# Topic A1/A2 — Introducing Statistics + Tables & Graphs

## Table of contents

## Topic A1 — Introducing Statistics

### Difference between descriptive and inferential statistics

**Descriptive**, well… describe a population or a sample. Tells about the features of the data. Examples of desciptive statistics?

- Climate change
- Road deaths
- [Econ example] Tax data

**Inferential** stats start from a sample and try to generalize to the population. It also tries to draw relationships between variable, testing hypotheses and even draw predictions.

Bottom line: we need representativeness in our samples

### Data types

A good way to think about data types is to think in terms of two dimensions: time and individuals/subjects.

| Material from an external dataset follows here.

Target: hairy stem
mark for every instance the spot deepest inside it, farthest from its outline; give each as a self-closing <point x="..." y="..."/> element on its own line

It’s a very simple model: time and subject can take either value ‘1’ or ‘many’. So a the start, you have 1 time point and 1 individual. But you can’t say much with that can you? That’s just anecdotal evidence. So let’s see what we get when we expand these dimensions.

### Cross-sectional data

A bunch of individuals, at one period in time

- [Class ex] Mortality rate
- Guiness consumption in this class in September

Like a snapshot: you observe 100ppl at time T

The key is that it only looks at one specific time point or (or period, summarized as a point).

### Time series data

One individual over time. It’s like a tracker measuring a specific variable over time. Like your step counter on your phone or smartwatch, or you personal daily consumption of Guiness over the month.

### Panel data

It’s a tracker on a bunch of people. So it would be getting all of you guys’ step counter and appending them together to form one dataset: a panel data set. In terms of Guiness consumption, it’s your and your classmates daily consumption over the month, for example.

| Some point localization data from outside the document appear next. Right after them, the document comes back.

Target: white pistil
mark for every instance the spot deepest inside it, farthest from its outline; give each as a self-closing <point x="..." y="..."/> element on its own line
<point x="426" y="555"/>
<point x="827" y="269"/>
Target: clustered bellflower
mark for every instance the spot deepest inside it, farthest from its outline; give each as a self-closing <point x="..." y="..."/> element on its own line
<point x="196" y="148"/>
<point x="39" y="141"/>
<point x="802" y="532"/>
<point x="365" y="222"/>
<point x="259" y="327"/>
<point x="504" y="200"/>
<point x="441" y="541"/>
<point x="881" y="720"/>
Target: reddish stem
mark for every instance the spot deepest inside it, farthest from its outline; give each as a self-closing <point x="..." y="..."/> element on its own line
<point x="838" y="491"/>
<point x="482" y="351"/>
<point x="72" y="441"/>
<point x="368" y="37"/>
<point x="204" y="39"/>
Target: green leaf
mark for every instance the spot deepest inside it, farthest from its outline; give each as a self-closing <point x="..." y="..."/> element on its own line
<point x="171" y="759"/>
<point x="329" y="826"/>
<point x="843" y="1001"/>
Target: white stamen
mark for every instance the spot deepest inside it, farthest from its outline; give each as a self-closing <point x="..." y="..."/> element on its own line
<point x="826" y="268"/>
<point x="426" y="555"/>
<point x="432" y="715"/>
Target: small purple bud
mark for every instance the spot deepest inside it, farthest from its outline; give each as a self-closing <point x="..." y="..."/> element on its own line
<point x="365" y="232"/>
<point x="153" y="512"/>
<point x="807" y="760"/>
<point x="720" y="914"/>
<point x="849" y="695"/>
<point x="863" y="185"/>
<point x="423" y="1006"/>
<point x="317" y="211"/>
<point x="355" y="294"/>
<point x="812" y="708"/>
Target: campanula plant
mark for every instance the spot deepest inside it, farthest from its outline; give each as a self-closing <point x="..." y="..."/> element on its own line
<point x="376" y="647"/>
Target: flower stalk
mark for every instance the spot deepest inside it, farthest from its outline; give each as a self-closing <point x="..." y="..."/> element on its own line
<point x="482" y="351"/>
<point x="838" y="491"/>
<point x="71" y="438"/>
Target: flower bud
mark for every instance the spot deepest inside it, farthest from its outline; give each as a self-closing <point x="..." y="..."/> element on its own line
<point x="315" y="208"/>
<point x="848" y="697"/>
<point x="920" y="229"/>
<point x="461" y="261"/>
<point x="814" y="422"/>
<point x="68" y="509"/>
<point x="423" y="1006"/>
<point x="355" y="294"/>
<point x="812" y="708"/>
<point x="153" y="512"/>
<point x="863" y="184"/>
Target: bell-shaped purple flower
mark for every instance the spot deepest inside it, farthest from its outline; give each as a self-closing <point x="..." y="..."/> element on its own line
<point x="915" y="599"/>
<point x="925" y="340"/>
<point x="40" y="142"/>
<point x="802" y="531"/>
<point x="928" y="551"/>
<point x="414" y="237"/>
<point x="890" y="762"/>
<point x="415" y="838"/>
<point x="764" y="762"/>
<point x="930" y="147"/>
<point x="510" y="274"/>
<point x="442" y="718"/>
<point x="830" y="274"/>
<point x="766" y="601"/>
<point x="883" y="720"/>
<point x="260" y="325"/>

[Show examples of how it appears in a table, stat software]

### Quantitative vs qualitative variables

**Quantitative** is basically stuff you can measure with numbers. Any examples?

- CO2 concentration in the atmosphere (continuous)
- Liters of Guiness (continuous)
- Pints of Guiness (0 to 2; more than 2 to 4; etc)
- Numbers of brothers and sisters (discrete, can’t slice it in smaller pieces)
- Elevators in a building (discrete)

**Qualitative** is describing a certain state or feature. Any examples?

- Computer is working / not working (state, nominal)
- Member of political party (nominal)
- Able to speak Irish (nominal)
- “Agree with this statement… (1) mostly not (2) not really (3) indifferent (4) a bit (5) mostly yes” (ordinal)

Coded in what is called a dummy variable.

### Discrete vs continuous variables

[Done above]

### Nominal vs ordinal variables

[Done above]

### Interval vs Ratio

**Interval** when the interval between two values is meaningful.

**Ratio** has a clear definition of 0.0 of “it”: there is none (no quantity) when variable equals 0.

Temperature: C° or F° ar *interval*, Kelvins are *ratio*.

## Topic A2 — Tables & Graphs

In this topic we divide quantitative data in classes. It can be arbitrary, or based on some classification.

### Absolute frequency

It’s the absolute number of times this category appears in your data.

### Relative frequency

It’s the absolute times it appears divided by the total number of observations

### Cumulative frequency

When categories are ordered, you can “stack” the absolute frequencies (total goes to the total number of observations).

### Cumulative relative frequency

Same as above but with relative frequencies (total 100%).

### Histogram

Visual representation of frequency distribution. Two main characteristics:

- Heights: frenquency
- Width: class width

### Polygon

Same, but linking the top of the bars together

### Ogive

Plots the cumulative relative frequency. The x-axis represents the upper limits of each classes.

### Scatter plots

It’s a spatial representation of two variables and shows their relationship together.

When hours of the day vary, does Guiness consumption vary? If you plot time as the x-axis and pints on the y-axis, can we draw the scatter plot?